Speaking to reporters on a flight from Turkmenistan to Moscow, Foreign Minister Sergei Lavrov said Russia is waiting to receive "any kind of official report" on the murder from the United Arab Emirates.
"We are counting on our partners in the Emirates do this quickly... The official channel for such cases is the embassy. However, nothing had been received as of the day I left Moscow [Thursday]."
Lavrov had been in the Turkmen capital, Ashgabat, for a ministerial meeting of the post-Soviet Commonwealth of Independent States members.
Almost two weeks on from the killing, doubt remains as to Yamadayev's fate. Isa and family members say he is in intensive care, and the Russian embassy in Dubai says it has not received documented confirmation of Yamadayev's death.
Dubai police said earlier this week they have conclusive evidence that Yamadayev was assassinated by Adam Delimkhanov, a Chechen member of Russia's parliament closely associated with Chechen President Ramzan Kadyrov.
Kadyrov has furiously denied Delimkhanov's involvement in the assassination, saying on Monday that: "Adam Delimkhanov is my close associate, a friend, a brother and my right hand man." He pledged to "hold responsible those who make slanderous insinuations."
The shooting follows a string of assassinations of prominent critics of the Chechen leadership.

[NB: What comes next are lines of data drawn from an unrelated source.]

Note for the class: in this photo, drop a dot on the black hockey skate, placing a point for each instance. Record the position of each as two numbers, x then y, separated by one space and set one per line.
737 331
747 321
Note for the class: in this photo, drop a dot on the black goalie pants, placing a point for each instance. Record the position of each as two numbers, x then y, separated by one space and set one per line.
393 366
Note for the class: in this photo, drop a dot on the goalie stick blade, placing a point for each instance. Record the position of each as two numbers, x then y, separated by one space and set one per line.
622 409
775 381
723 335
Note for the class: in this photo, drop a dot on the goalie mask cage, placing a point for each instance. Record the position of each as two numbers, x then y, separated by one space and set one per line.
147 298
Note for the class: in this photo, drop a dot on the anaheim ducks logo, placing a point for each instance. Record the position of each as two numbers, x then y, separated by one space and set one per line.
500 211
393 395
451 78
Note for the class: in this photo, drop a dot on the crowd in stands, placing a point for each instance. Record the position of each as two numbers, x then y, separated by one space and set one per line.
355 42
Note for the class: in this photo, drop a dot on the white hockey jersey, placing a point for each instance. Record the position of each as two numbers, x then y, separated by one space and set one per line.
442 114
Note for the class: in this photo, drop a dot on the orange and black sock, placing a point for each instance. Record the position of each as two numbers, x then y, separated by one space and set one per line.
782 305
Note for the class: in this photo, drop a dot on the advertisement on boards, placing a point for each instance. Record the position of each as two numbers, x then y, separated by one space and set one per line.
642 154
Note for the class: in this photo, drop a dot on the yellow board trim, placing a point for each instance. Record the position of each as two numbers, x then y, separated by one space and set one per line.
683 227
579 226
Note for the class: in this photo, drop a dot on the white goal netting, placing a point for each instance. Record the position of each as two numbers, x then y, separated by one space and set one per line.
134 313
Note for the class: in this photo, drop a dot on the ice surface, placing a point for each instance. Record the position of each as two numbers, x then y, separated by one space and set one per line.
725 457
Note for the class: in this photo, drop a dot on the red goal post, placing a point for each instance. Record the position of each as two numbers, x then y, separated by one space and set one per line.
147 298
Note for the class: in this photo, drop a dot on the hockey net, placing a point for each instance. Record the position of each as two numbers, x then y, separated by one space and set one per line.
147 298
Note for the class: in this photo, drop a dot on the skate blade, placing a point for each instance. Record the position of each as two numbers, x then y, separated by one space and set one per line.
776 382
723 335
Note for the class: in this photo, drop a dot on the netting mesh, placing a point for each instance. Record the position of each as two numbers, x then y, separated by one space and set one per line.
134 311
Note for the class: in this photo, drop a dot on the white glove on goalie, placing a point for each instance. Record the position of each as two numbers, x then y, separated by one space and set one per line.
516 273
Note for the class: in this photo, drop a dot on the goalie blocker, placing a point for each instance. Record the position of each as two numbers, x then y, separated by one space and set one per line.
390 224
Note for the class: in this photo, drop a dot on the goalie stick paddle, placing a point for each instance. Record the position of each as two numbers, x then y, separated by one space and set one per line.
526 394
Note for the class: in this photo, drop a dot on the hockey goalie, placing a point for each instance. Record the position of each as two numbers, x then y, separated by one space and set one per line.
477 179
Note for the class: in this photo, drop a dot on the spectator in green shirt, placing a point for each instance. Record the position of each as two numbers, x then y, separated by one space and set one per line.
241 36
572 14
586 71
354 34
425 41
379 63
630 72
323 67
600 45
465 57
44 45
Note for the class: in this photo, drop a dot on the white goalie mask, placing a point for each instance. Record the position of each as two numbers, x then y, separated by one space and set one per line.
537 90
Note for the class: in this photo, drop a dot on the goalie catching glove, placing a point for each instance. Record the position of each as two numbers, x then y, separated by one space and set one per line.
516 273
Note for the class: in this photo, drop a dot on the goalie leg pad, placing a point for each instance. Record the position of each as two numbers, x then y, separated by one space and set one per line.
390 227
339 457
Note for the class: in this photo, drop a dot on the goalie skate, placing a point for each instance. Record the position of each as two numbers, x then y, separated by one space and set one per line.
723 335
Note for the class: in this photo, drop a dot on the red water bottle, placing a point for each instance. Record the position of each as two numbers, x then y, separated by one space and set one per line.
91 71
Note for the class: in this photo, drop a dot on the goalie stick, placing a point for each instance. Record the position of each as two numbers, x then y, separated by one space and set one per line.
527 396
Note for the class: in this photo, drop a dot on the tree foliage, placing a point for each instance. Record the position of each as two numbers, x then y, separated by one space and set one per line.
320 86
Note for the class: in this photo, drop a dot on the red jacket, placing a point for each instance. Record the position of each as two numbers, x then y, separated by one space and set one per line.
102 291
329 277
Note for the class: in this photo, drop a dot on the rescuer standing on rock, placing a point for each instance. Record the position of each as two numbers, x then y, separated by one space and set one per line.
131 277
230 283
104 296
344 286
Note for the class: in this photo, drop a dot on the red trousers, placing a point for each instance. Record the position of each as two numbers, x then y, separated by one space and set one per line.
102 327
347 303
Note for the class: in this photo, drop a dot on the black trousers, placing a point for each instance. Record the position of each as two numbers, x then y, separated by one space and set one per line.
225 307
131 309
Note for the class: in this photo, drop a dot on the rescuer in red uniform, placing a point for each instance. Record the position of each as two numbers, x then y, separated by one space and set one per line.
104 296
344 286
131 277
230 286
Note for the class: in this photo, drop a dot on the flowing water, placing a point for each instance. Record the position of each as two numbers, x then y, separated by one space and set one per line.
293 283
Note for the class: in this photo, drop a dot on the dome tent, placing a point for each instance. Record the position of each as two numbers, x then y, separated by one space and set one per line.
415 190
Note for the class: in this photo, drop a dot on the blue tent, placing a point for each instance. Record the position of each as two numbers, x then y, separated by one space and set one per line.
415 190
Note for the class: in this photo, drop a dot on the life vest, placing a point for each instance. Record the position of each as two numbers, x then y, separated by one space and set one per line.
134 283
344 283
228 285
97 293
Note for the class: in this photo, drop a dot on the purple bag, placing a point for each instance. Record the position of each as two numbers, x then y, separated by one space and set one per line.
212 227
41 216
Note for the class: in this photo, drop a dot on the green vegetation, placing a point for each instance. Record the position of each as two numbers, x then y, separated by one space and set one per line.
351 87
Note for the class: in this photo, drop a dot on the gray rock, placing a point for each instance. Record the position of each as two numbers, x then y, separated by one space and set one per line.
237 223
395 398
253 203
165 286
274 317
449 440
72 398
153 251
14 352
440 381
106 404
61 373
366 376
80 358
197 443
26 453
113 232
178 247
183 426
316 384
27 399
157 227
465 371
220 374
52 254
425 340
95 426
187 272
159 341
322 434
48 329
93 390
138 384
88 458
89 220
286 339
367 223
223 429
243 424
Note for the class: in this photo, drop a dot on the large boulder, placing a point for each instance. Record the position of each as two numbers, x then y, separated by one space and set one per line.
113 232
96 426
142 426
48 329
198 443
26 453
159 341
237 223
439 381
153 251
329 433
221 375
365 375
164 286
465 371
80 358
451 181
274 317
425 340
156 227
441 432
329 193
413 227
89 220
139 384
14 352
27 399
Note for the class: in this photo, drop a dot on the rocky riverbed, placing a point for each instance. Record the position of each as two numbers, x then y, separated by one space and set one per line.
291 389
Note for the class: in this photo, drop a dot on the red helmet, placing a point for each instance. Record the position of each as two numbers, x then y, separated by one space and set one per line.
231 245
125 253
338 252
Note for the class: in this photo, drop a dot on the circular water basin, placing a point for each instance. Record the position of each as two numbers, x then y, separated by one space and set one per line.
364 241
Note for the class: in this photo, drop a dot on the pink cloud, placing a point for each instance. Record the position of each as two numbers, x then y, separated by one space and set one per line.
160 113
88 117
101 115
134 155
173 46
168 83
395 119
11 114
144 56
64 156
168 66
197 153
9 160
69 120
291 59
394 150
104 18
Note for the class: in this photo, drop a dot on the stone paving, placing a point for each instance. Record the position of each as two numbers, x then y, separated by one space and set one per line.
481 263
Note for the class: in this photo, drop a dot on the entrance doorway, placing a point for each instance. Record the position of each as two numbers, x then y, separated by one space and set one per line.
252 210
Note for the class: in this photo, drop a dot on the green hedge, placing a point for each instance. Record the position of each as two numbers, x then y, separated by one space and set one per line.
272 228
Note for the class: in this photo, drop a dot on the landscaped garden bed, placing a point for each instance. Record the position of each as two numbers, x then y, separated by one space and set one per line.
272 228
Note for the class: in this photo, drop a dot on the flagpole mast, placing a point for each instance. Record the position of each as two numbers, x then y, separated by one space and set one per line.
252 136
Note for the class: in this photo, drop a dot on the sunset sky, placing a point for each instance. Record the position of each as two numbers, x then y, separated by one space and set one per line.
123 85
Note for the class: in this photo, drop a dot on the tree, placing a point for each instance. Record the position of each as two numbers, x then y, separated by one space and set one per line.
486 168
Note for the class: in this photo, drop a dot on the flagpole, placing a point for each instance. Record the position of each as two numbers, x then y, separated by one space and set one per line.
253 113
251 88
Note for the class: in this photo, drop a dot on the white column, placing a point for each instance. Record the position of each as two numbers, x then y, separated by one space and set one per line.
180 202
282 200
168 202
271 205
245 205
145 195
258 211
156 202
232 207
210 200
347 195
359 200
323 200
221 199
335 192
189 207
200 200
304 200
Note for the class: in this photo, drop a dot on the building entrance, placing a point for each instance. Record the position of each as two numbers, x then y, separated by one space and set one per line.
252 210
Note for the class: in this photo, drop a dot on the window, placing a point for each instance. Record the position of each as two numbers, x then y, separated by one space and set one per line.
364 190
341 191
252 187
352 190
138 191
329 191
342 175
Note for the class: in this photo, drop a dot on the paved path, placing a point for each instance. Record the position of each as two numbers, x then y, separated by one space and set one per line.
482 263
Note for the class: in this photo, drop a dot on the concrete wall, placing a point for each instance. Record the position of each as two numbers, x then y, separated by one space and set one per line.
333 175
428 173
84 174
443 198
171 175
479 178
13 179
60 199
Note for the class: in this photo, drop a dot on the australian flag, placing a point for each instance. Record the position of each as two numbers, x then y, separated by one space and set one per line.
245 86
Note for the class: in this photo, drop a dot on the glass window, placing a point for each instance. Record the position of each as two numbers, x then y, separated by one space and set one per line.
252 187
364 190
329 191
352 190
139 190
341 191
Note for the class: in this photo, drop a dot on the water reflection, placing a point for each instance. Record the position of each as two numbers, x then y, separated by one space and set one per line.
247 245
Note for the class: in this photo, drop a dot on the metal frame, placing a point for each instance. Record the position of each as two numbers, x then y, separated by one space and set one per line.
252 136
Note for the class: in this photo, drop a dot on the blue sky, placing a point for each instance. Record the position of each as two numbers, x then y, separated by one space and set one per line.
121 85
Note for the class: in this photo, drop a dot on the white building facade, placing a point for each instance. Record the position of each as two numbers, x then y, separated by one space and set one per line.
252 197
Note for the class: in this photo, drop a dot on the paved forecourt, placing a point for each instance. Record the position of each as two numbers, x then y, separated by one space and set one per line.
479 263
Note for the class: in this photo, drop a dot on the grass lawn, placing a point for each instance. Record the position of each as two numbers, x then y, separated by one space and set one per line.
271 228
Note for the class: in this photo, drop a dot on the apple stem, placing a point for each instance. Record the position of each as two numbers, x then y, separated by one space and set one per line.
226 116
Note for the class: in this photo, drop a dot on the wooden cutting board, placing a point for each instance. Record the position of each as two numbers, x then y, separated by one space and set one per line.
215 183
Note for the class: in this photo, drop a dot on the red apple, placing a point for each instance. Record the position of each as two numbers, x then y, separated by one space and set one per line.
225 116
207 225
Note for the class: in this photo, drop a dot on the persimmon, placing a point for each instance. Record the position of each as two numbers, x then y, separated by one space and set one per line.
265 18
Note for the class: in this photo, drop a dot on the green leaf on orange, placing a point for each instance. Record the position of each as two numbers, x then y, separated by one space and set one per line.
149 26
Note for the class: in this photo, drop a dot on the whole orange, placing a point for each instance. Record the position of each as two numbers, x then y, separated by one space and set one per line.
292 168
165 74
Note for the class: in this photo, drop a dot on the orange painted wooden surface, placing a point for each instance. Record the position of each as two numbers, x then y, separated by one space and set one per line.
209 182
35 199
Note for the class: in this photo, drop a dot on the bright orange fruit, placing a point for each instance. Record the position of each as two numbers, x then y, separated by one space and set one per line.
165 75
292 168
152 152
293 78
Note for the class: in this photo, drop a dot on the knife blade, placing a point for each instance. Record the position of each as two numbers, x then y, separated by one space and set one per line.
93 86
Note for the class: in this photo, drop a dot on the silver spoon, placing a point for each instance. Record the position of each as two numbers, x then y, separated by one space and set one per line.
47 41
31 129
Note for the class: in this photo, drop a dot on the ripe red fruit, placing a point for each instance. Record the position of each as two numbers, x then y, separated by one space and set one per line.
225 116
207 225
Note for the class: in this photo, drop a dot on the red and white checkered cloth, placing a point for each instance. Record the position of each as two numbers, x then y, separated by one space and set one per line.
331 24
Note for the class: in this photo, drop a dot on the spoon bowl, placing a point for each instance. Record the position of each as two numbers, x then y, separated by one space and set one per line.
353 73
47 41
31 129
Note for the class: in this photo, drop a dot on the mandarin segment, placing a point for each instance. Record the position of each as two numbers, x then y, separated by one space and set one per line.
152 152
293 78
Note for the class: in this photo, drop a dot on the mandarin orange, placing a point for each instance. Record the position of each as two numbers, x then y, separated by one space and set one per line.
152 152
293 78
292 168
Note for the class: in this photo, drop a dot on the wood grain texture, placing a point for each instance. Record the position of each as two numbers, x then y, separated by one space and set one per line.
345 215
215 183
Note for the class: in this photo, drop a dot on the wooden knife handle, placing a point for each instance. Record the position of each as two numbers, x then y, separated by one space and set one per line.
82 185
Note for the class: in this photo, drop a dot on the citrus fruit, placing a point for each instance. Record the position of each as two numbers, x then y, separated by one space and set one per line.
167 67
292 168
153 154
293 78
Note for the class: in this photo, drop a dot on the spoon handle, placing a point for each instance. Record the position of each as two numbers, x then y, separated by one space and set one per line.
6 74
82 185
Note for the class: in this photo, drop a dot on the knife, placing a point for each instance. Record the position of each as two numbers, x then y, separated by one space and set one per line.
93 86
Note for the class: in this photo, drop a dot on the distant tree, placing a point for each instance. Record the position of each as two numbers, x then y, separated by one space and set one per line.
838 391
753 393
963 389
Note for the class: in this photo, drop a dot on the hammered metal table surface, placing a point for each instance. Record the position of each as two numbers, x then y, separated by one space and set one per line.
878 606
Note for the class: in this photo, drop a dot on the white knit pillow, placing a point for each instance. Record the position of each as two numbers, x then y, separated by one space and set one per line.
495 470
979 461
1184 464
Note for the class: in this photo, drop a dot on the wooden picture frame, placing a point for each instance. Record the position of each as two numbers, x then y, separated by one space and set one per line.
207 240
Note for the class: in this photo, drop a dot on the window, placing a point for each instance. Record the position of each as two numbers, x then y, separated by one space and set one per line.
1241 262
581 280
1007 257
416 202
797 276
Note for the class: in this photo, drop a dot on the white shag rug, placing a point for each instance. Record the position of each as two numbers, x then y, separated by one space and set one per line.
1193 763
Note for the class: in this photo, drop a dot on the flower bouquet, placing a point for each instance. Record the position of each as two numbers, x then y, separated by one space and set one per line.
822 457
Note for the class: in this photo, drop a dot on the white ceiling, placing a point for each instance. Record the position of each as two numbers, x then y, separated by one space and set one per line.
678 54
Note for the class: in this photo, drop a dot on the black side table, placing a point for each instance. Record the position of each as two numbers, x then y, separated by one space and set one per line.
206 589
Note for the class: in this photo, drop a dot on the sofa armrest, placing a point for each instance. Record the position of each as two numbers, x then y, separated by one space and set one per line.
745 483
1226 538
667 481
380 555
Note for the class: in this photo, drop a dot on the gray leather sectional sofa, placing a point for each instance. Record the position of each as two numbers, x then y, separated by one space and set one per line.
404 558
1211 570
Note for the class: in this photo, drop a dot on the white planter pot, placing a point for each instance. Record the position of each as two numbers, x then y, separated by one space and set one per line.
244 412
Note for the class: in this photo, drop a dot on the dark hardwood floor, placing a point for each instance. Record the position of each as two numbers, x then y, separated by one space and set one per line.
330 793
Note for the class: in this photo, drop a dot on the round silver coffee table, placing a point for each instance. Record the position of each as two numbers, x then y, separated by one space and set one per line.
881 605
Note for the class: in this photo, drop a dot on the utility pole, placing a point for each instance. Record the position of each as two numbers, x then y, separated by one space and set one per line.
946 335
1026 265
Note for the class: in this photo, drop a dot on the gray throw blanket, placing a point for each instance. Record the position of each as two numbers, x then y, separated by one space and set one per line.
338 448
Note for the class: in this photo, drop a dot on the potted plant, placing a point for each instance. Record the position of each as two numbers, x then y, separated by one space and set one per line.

In September last year Yamadayev's brother Ruslan was shot dead in his car in central Moscow, and in January a former bodyguard of Kadyrov, Umar Israilov, was killed on a street in Vienna.
Sulim Yamadayev served as the commander of Russia's Vostok battalion in Chechnya, but fled the republic last year after a clash between his troops and Kadyrov's guards.
The incident has focused international attention on Chechnya, and prompted analysts to suggest that the Russian government is failing to keep Kadyrov under control, as the republic becomes increasingly authoritarian.
Chechnya was devastated by two military campaigns, in 1994-1996 and 1999-2001, after which Moscow significantly scaled down its military presence in the republic.